In order to to get close to his foe, Darkwing plans to reunite him with his old stuffed animal cohort, Mr. Banana Brain (think The Ventriloquist and Scarface, Batman fans).

As with my last encounter with Brill's Darkwing Duck comics writing, I was impressed with how dead-on all of the characters voices are (It's been a decade and a half since I was a kid watching the cartoon, but all the dialogue in the bubbles sounds like things the characters would say, and the words Brill chose easily summon the sounds of the voice actors back up through my memory and into my mind's ear). And again I was quite impressed with how easily he updates an early '90s franchise to the second decade of the 21st century–technology and the modern rituals and experiences it has created appear throughout the book, but they do no real harm to the characters or the integrity of the world.

There's a bit in here about the darkening of sueprvillains over time, evidenced through the silly visual metaphor of a darker, meaner Mr. Banana Brain with pointy, metal edges, and the ending is surprisingly touching. Hell, it's downright poignant.

Alberghetti's art, like that of cover artist Silvani (who draws the back-up), is brilliant at finding balance between being on-model and being vibrantly individual all on its own. Every panel looks animated, but with a much higher degree of sophistication, detail, design chops and even movement than the original cartoon boasted (No offense to the producers or anything but, well, early '90s American after school animation was hardly what one would call great animation).

That back up is written by Tad Stones, the supervising producer of the television show and the creator of Darkwing Duck, to the extent that any one person can be credited with creating the character and the show.
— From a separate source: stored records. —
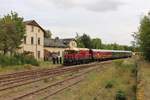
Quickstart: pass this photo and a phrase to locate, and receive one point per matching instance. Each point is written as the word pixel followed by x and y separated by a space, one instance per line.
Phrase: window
pixel 25 39
pixel 32 40
pixel 32 28
pixel 38 30
pixel 38 41
pixel 38 54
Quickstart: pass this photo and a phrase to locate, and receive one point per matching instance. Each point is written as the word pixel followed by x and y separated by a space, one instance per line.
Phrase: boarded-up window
pixel 32 40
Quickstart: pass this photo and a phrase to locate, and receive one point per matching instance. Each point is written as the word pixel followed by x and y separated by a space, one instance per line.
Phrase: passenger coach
pixel 84 55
That creation process is the subject of a two-and-a-half page prose article by Stones, entitled "The Origin[s] of Darkwing Duck," in which Stones talks about how a proposed Double-O Duck series starring Launchpad McQuack as a James Bond-style super-spy gradually became a Shadow/Batman parody of sorts.

As for the Stones/Silvani story, it's an eight-page story in which Drake Mallard takes his adopted daughter Gosalyn to the pet store (the weirdness of which is addressed when she sees some goslings in there), in which they find a time-traveling turtle, and eventually tangle with villain Chronoduck, "Master of Time and Clockery!"

It has a few neat and funny twists to it, particularly given how short a piece it is, and Silvani's art in the pet store is fun, with most of animals in aquariums and cages being various Disney animals.

At $5, it's perhaps a pretty pricey package—$15 gets you 112-128 pages of Darkwing comics via trade—but probably a great way to test out Boom's DW comics if you're curious but cautious.